Oct 02 2008
X-Ray my arse! Skin-tight government issued uniforms instead
Well it looks like it is going to become a reality in the not too distant future. Walking through an X-Ray machine to catch a freaking plane. As if the whole ‘plane catching’ experience wasn’t a soul destroying enough they want to add another indignity to the game.
This just blows in so many areas I don’t know where to start. You have got the increased dangers of cancer and other ailments as a result of exposure to radiation and… well…. some random bloke will get a look at the size of my willy…..that’s about it I guess, but surely that is enough to get fired up about!! I think I would rather submit to a mandatory rubber glove cavity search than this X-Ray crap. At least this way both sides are having to ‘give’ a little.
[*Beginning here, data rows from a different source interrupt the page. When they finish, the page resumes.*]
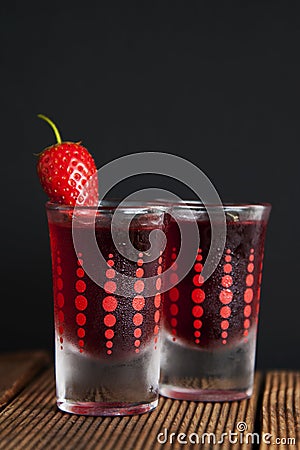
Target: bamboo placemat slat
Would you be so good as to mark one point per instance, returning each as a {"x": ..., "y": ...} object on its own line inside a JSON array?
[{"x": 16, "y": 370}]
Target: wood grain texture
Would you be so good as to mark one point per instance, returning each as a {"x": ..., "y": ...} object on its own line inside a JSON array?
[
  {"x": 32, "y": 421},
  {"x": 16, "y": 370},
  {"x": 280, "y": 414}
]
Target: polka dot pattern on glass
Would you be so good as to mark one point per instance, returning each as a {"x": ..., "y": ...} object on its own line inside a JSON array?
[
  {"x": 226, "y": 296},
  {"x": 198, "y": 297},
  {"x": 109, "y": 305},
  {"x": 81, "y": 303}
]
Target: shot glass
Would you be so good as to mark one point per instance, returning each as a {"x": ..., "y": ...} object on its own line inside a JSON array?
[
  {"x": 106, "y": 327},
  {"x": 210, "y": 327}
]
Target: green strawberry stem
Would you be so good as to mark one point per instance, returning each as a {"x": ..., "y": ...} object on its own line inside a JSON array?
[{"x": 53, "y": 126}]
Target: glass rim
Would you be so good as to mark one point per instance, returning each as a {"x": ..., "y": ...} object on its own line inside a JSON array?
[{"x": 226, "y": 205}]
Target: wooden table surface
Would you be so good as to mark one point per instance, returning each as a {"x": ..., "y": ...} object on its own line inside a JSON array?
[{"x": 29, "y": 418}]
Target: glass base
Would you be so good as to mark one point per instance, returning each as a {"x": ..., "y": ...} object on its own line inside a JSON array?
[
  {"x": 204, "y": 395},
  {"x": 105, "y": 409}
]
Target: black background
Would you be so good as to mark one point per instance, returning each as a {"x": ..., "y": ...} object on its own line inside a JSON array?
[{"x": 217, "y": 84}]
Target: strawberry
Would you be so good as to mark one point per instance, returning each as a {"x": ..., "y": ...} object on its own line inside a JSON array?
[{"x": 64, "y": 168}]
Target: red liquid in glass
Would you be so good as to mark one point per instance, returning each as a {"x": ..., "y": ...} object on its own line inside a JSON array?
[{"x": 94, "y": 320}]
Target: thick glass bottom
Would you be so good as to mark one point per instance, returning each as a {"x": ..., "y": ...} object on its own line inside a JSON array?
[{"x": 105, "y": 409}]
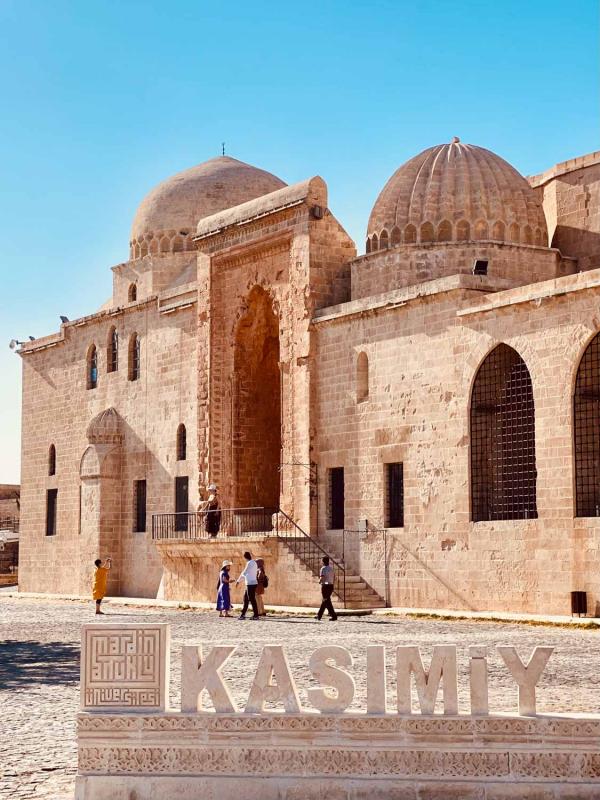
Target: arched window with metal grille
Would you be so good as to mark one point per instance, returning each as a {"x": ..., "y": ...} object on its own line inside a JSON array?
[
  {"x": 52, "y": 460},
  {"x": 134, "y": 357},
  {"x": 503, "y": 467},
  {"x": 586, "y": 424},
  {"x": 112, "y": 351},
  {"x": 181, "y": 443},
  {"x": 92, "y": 367}
]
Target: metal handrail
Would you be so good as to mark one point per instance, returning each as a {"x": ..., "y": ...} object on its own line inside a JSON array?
[
  {"x": 339, "y": 571},
  {"x": 212, "y": 524}
]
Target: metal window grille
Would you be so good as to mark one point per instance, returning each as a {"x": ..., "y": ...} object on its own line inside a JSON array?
[
  {"x": 93, "y": 368},
  {"x": 503, "y": 471},
  {"x": 394, "y": 495},
  {"x": 51, "y": 504},
  {"x": 52, "y": 460},
  {"x": 140, "y": 506},
  {"x": 112, "y": 360},
  {"x": 181, "y": 443},
  {"x": 336, "y": 498},
  {"x": 134, "y": 357},
  {"x": 586, "y": 420}
]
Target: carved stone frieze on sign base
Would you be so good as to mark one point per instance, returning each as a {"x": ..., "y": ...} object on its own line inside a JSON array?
[
  {"x": 203, "y": 752},
  {"x": 125, "y": 667},
  {"x": 146, "y": 753}
]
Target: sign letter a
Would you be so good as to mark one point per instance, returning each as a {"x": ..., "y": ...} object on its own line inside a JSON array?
[
  {"x": 197, "y": 675},
  {"x": 273, "y": 664}
]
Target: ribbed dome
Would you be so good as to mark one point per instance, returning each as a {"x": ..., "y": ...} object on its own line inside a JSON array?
[
  {"x": 456, "y": 192},
  {"x": 168, "y": 215},
  {"x": 105, "y": 428}
]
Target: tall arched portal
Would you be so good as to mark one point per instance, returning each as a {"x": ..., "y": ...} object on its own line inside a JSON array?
[{"x": 257, "y": 405}]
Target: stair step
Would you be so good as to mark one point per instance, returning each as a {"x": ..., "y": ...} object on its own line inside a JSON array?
[{"x": 359, "y": 595}]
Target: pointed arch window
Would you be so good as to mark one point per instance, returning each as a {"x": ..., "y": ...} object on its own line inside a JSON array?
[
  {"x": 181, "y": 443},
  {"x": 586, "y": 424},
  {"x": 92, "y": 367},
  {"x": 52, "y": 460},
  {"x": 503, "y": 466},
  {"x": 362, "y": 377},
  {"x": 134, "y": 357},
  {"x": 112, "y": 351}
]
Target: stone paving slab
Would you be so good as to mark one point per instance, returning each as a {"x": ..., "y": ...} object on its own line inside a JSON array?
[
  {"x": 438, "y": 613},
  {"x": 39, "y": 669}
]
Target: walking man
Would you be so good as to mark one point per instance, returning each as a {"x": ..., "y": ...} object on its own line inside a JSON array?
[
  {"x": 250, "y": 575},
  {"x": 100, "y": 579},
  {"x": 326, "y": 581}
]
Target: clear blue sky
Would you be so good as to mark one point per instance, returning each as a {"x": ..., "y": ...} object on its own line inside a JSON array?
[{"x": 102, "y": 99}]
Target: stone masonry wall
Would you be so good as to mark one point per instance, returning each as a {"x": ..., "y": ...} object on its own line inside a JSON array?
[
  {"x": 570, "y": 193},
  {"x": 192, "y": 570},
  {"x": 423, "y": 358},
  {"x": 406, "y": 265},
  {"x": 57, "y": 408}
]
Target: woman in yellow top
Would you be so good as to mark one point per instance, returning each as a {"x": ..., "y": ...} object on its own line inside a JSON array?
[{"x": 100, "y": 578}]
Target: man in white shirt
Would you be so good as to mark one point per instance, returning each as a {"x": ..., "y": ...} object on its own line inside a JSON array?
[
  {"x": 250, "y": 576},
  {"x": 326, "y": 580}
]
I think we are starting to see society move from ‘free to choose your own’ clothes to a government issued skin tight uniform similar to that which is so prevalent in all those sci-fi movies and television shows. These uniforms won’t be a fashion attempt to make everyone look sexy, it will be more about making sure nobody is carrying guns and other concealed weapons. It’s just easier to make everyone wear the same skin-tight uniform than have X-Ray machines all over the shop, I mean there are only so many places to ‘carry’ a gun.
Good old science fiction, once again it leads us to the solution of a problem never worth investigating.